Mutiny at the Margins: New Perspectives on the Indian Uprising of 1857: Volume I: Anticipations and Experiences in the Locality

Front Cover
Crispin Bates
SAGE Publications, Mar 26, 2013 - History - 284 pages
The Mutiny at the Margins series takes a fresh look at the Revolt of 1857 from a variety of original and unusual perspectives, focusing in particular on neglected socially marginal groups and geographic areas which have hitherto tended to be unrepresented in studies of this cataclysmic event in British imperial and Indian historiography.
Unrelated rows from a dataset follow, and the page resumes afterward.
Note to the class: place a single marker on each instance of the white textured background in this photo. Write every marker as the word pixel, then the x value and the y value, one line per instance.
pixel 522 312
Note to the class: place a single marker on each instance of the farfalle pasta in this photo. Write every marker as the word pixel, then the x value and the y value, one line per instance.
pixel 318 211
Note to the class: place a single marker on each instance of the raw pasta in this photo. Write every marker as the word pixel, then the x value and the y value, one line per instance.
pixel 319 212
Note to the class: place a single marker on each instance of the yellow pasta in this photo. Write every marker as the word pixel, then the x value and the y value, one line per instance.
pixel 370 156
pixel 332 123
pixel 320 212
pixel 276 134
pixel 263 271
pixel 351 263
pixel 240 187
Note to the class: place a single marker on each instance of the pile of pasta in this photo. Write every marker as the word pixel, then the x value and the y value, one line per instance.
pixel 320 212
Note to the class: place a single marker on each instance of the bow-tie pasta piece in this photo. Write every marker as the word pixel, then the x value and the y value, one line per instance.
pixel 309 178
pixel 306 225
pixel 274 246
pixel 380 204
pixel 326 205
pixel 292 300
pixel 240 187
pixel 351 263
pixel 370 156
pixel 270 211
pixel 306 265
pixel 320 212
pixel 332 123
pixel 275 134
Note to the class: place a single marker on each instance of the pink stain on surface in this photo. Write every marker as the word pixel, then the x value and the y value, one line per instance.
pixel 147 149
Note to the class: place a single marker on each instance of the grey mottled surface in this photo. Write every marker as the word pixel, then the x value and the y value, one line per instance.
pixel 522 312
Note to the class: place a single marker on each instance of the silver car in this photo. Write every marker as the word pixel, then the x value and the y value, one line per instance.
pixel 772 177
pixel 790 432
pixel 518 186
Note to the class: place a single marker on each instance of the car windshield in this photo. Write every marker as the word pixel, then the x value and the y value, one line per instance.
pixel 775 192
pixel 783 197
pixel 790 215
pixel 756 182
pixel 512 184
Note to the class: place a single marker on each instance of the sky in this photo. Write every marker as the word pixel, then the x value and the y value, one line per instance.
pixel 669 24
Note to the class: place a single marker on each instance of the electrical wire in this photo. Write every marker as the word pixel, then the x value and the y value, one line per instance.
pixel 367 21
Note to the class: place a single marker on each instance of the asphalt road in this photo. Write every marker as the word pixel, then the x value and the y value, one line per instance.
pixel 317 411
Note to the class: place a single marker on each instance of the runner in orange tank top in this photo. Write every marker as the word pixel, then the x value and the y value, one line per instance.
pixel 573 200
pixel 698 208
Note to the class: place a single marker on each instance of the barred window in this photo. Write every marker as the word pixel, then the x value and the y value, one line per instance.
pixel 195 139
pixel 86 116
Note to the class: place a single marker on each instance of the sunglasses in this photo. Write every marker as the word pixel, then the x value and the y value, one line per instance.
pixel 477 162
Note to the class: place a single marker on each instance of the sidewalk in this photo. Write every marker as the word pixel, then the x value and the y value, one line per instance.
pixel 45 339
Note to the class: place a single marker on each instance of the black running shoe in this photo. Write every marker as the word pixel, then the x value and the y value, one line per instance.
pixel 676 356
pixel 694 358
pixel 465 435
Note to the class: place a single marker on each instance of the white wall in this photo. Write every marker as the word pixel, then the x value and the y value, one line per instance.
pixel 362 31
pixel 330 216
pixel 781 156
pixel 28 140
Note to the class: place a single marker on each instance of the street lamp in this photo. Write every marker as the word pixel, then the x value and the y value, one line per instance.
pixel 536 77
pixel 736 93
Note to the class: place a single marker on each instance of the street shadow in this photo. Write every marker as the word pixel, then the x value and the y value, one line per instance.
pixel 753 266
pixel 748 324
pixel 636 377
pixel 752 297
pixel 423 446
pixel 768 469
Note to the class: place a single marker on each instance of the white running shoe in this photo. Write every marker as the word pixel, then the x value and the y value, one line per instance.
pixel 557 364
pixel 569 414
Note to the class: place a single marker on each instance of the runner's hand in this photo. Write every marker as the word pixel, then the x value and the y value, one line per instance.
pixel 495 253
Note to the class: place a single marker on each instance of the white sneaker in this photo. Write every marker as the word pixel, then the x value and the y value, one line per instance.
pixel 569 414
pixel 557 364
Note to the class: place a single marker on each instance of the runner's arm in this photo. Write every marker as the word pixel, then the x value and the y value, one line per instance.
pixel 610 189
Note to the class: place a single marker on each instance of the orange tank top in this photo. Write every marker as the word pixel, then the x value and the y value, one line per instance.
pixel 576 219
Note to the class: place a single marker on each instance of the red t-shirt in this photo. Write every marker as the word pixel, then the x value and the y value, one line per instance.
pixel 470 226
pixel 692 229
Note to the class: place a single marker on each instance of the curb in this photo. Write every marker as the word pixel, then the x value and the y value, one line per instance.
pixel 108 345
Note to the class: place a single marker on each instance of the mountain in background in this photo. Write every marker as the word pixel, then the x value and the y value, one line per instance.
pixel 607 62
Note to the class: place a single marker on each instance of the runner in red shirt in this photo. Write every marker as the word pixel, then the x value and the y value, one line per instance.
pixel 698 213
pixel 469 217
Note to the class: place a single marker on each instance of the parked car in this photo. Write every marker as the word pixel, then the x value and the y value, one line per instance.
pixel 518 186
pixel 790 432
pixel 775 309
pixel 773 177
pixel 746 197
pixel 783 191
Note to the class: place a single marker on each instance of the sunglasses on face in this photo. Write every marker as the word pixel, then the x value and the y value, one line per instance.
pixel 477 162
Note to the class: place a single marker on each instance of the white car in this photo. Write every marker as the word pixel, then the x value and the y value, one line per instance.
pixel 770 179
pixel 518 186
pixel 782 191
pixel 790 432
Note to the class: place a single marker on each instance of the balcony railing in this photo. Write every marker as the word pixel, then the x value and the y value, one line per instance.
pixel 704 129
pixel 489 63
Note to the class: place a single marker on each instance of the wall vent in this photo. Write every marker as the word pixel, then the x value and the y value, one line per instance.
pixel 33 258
Anticipations and Experiences in the Locality (Volume 1) centres on unrest and disorder in the long history of resistance to colonial rule (the belli Britannica) prior to 1857, and the impact of the revolt itself in diverse localities within India.

About the author (2013)

Crispin Bates is Professor of Modern and Contemporary South Asian History in the School of History, Classics and Archaeology, University of Edinburgh and ‘former director’ of the University’s Centre for South Asian Studies. He has published extensively on tribal, peasant and labour history in India and the history of Indian overseas migration. His publications include Subalterns and Raj: South Asia since 1600 (2007); (with Subho Basu) Rethinking Indian Political Institutions (2005), Beyond Representation: Constructions of Identity in Colonial and Postcolonial India (2005), and (with Alpa Shah) Savage Attack: Tribal Insurgency in India (2014). Between 2006 and 2008, he was the Principal Investigator in a major Arts and Humanities Research Council (AHRC)-funded research project concerning the Indian Uprising, based at the University of Edinburgh.